Devaneios
Ele chegou quando eu já nem esperava, pois depois de passar o dia inteirinho na rua nem esperava que ele voltasse mais hoje. Mas ele voltou, e olhou para mim como se estranhasse a minha presença na sua sala, na sua casa, na sua vida.
Deixei-o passar como se não o tivesse visto, como um desconhecido que passa pela gente na rua sem nem nos olhar nos olhos ou mesmo ensaiar um “oi”. Continuei a assistir o programa sem graça que passa na rede local com o mesmo entusiasmo que o trabalhador que é forçado a trabalhar em pleno carnaval. Nem sei quanto tempo passei ali a olhar a TV e nem reparar no que passava, parecia que estava pairando sobre mim, a olhar a mulher estranha de cabelo escuro e rosto pálido, não me reconheci naquele corpo estendido no sofá cheio de dobras que outrora não tinha e, de repente, voltei a mim e me deu uma vontade louca de sair de novo e fugir para sempre daquela rotina entediante e exaustiva na qual me atolei.
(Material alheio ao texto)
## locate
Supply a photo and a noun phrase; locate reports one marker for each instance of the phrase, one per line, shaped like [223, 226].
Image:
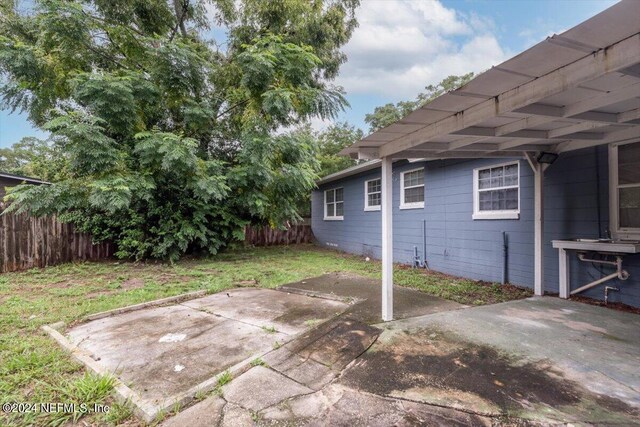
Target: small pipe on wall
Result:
[505, 257]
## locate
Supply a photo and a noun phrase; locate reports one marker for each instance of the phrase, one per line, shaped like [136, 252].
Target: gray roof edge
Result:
[22, 178]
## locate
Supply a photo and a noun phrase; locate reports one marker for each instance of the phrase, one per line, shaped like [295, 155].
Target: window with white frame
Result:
[624, 179]
[496, 192]
[372, 195]
[412, 189]
[334, 204]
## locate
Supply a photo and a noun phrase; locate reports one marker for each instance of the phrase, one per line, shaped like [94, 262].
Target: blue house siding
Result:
[459, 245]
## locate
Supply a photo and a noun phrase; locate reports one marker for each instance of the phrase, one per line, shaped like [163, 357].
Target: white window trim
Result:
[334, 217]
[505, 214]
[614, 209]
[414, 205]
[368, 208]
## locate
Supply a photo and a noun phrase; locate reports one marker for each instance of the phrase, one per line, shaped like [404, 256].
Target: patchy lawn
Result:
[34, 369]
E realmente saí, fui da sala a cozinha e depois voltei à sala e fiquei espiando a vida acontecer lá fora, enquanto eu continuava parada, parada numa época que, ao observar agora, percebo que fui empurrada a acolher. E sem que eu queira dentro de mim uma vontade aflora, vontade voltar a viver a vida que um dia sacrifiquei. E voltar a sorrir, a dançar, a cantar com minha voz desafinada sem ouvir reclamações e ver ouvidos serem tampados, correr de vez em quando e também vestir minha malha vermelha e malhar, voltar a ver olhares a me seguir e não me sentir culpada por ser bonita e, por que não, voltar a sentir prazer e focar em me satisfazer e não apenas satisfazer o ego ou a vontade de alguém.
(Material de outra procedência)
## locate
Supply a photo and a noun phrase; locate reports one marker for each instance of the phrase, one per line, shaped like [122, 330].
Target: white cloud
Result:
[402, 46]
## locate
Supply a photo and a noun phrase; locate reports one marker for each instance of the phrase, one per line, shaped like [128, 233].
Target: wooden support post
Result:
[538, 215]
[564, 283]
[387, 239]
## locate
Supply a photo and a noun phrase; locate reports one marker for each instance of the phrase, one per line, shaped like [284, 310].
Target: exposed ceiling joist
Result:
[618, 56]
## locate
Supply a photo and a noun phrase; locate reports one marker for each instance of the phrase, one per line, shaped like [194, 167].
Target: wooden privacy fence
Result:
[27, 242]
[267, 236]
Foi quando como um balde de água fria ouvi o relógio marcar 02:00 horas e para aumentar meu desespero eu lembrei que teria que estar de pé às 06:00 da manhã. Então fui para o quarto, somente porque não consigo dormir sem meu travesseiro e lá está ele dormindo como uma criança que nada fez de errado. Não sei por que, mas vê-lo ali tão a vontade sem sentir minha falta, como se eu fosse um absorvente que já perdeu a utilidade e agora deve ser descartado, me ira e ao mesmo tempo me enche de medo e de uma tristeza que tenho a sensação de perder um pedaço indispensável de mim e passo a me sufocar.
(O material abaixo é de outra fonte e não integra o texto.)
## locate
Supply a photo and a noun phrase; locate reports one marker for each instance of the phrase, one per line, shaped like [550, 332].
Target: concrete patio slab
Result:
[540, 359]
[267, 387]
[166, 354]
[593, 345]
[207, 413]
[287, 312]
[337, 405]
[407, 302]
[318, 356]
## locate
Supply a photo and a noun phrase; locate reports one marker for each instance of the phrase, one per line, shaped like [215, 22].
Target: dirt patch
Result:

Saio do quarto porque sei que se ficar ali por mais um breve segundo vou desaguar, derramar as lágrimas que durante anos me privei de verter para que ele não percebesse o quanto a sua indiferença e ausência me afetam, mas a sensação de abandono aumenta e logo me vejo tão só, tão triste com esse caminho que nem percebi que trilhava. E lá estou eu refletida no espelho que parece zombar de mim. E esse rosto não é meu, esse corpo cheio de dobras e rugas não parece com aquele que eu amava, essas roupas tão sombrias e cafonas não me fazem sentir feliz ou desejada. Decididamente não sou eu nessa imagem refletida, é apenas uma caricatura, um retrato desfocado que alguém tirou distraidamente, é qualquer coisa feita por acaso ou de mal gosto. Qualquer coisa menos eu.
E ali me vendo tão desfigurada e distante do ser que eu amava, acordei do meu transe ao ver um reflexo atrás de mim. Lá estava ele, me olhava como se eu fosse a criatura mais adorável que ele já vira, e isso me desarma, ele percebe se aproxima e me abraça, funga em meu pescoço, diz que sou sua princesa e que não está conseguindo dormir sem mim. Leva-me pela mão como se eu fosse uma criança, me abraça, afaga minha cabeça e me deixa ali aninhada em seu peito como se eu pertencesse aquele lugar. Sei que devia lutar, me afastar e procurar um novo rumo, mas ao deitar ao seu lado volto a me sentir a menina que fui e antes que eu perceba mergulho num sono profundo.